# For my boys



## TripleXBullies (Sep 15, 2011)

And girls of course. This my favorite place on GON. So I'd like to share this with my closest peeps. ALL of you that I enjoy great, normally respectful, conversation with.

I have a 5 year old daughter. The light of my life. Amazingly smart (she takes after me, lol) and amazingly beautiful. That MUST come from me...... HAHAHAHAH... right...


It's almost time for bed tonight and she starts crying.. My wife and I were both puzzled as to why. Then she starts complaining about her teeth hurting... My wife JUMPED.. and over reacted, stressing my daughter, making her cry more... She has a loose tooth! Her first one.

She calmed down and was ready for bed. She climbs up in to bed and is still a little sobby about her tooth. My wife says, "It's ok, you're becoming a big girl." My daughter responds with, "Oh no, I'm getting old.." Very funny... Then she says, "You know how metal tastes? You know how blood tastes? It tastes like that!"

I was amazed at how much this little girl knows. On top of that, Kindergarten in Paulding seems great - oddly enough. She learns more every day. Definitely better than the GA Lottery pre-k. 

I just had to share it with someone on here... I'd appreciate keeping the spiritual aspects out of this.. It's great no matter how you want to look at it.


----------



## TripleXBullies (Sep 15, 2011)




----------



## JB0704 (Sep 15, 2011)

There's nothing better than being Daddy.  That's good stuff.  My daughter is 2 1/2, and my son is 11.  I know where you are coming from.

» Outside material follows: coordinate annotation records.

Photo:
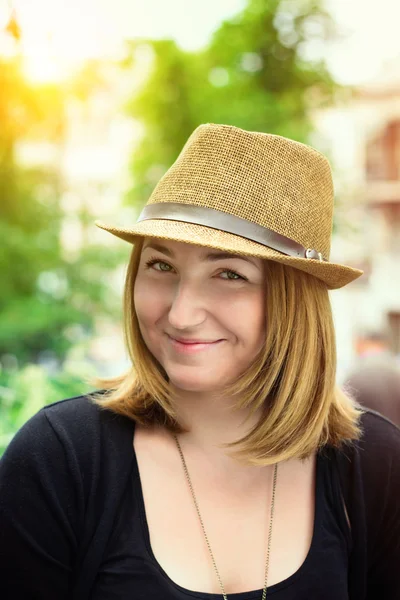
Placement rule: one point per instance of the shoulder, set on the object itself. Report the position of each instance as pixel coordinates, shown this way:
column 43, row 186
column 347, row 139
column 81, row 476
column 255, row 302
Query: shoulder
column 380, row 438
column 77, row 431
column 82, row 417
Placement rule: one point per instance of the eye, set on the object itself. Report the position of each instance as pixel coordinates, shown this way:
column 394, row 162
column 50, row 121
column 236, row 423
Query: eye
column 158, row 265
column 232, row 275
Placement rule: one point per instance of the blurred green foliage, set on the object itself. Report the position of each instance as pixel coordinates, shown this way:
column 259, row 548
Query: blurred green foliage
column 253, row 74
column 48, row 301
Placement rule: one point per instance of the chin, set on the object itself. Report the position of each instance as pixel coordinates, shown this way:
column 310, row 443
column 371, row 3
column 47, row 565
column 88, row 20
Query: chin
column 195, row 384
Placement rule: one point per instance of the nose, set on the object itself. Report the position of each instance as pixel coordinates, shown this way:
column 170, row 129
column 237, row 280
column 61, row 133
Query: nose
column 187, row 308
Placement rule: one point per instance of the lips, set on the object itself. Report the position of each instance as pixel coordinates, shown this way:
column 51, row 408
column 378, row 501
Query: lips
column 191, row 345
column 192, row 341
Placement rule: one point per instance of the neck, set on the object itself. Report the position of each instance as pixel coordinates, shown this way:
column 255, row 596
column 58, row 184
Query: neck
column 212, row 421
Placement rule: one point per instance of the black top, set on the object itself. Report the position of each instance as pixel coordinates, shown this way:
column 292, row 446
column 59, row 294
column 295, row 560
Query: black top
column 73, row 523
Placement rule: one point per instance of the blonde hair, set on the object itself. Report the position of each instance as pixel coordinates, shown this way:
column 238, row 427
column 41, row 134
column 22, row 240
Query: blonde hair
column 292, row 379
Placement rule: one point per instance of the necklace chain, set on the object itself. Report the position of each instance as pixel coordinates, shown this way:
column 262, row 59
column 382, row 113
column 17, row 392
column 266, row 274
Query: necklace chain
column 275, row 476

Stories like that are priceless.


----------



## TripleXBullies (Sep 15, 2011)

Thanks JB! I don't have experience with a son, but I can't imagine showing a son as much love as I show my daughter... obviously because I don't have one.. Enjoy that little girl as I'm sure you have your son.

And by the way.... See all those curls? That's a jew fro.. I keep mine buzzed, but that's what it is! lol.. Sorry.. I know I brought the religious stuff in but it's also cultural. I've 1/4 German jew.. and I got the fro.


----------



## JB0704 (Sep 15, 2011)

Its a completely different experience with my daughter than my son.  I don't love one more than the other, its just two different approaches to parenting.  I'm raising one to be a man, and I am spoiling the other rotten.  One I can get mad at, and the other just has to smile at me to get her way.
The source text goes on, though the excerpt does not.